The changing of seasons has an impact on your life, from the way you dress, to the food you eat, to the activities you engage in, to the way you decorate the exterior and interior of your home. If you are like me, the scent of your soap and candles reflects the season you are in too! In addition to impacting all of these things, the change of seasons can also have a significant influence on your mood and emotional health. In this blog, I will explore ways in which your emotional health can be impacted by the change of seasons, as well as offer some tips for navigating these changes effectively.
If you have heard about how a change of season can impact your mood, it is likely related to cooler seasons. As the days get shorter and the temperatures get cooler, many people experience Seasonal Affective Disorder (SAD), or “The Winter Blues”. This is a type of depression that typically occurs during the fall and winter months. The reduced exposure to sunlight during this time can impact natural circadian rhythms and can lead to feelings of sadness, lethargy, and even hopelessness.

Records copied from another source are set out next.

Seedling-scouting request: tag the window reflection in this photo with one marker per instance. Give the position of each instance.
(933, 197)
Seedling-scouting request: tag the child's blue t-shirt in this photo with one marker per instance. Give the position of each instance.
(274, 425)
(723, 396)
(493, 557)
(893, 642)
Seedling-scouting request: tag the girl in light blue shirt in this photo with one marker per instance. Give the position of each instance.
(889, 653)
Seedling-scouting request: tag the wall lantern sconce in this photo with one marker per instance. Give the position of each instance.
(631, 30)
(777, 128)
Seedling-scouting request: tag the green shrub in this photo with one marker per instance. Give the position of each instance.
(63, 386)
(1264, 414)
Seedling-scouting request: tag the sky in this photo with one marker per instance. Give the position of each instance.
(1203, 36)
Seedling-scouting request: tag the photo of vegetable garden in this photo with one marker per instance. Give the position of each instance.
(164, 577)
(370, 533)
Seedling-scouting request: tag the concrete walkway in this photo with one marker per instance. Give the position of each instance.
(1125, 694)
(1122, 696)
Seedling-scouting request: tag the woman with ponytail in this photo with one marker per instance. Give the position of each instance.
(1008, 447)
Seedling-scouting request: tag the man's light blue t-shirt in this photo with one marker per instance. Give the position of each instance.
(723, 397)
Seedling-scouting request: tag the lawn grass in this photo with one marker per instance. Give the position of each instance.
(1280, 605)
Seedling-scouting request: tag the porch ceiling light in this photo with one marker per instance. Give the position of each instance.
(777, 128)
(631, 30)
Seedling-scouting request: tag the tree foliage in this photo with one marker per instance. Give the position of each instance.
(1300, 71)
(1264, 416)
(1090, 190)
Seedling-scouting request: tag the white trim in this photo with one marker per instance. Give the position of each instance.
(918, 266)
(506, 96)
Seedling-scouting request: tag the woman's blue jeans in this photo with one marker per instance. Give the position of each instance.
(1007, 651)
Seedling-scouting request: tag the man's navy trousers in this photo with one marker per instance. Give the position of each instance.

What is important to note about Seasonal Affective Disorder, is that it is not limited to only the winter / cooler months. There are many individuals who don’t respond well to the heat and find themselves isolating and disconnecting from others during the warmer months. Some more recent studies have shown that more individuals are having this experience as global warming is creating even warmer temperatures in the summer.
Spring can often feel like a time of year where there is a sense of renewal as the days get longer and shrubs and flowers start to bloom. This is a time of year where many people start spending more time outside exercising, doing gardening or yard work, and socializing. For some people, motivation increases so there is an increased sense of productivity, however, this is not the experience of all individuals. Some individuals experience their moods at their lowest going into the spring months. This could be related to seasonal allergies, pressure to be more social, a disruption of sleep due to increased sunlight, or a reminder that once again, those new year’s resolutions fell by the wayside.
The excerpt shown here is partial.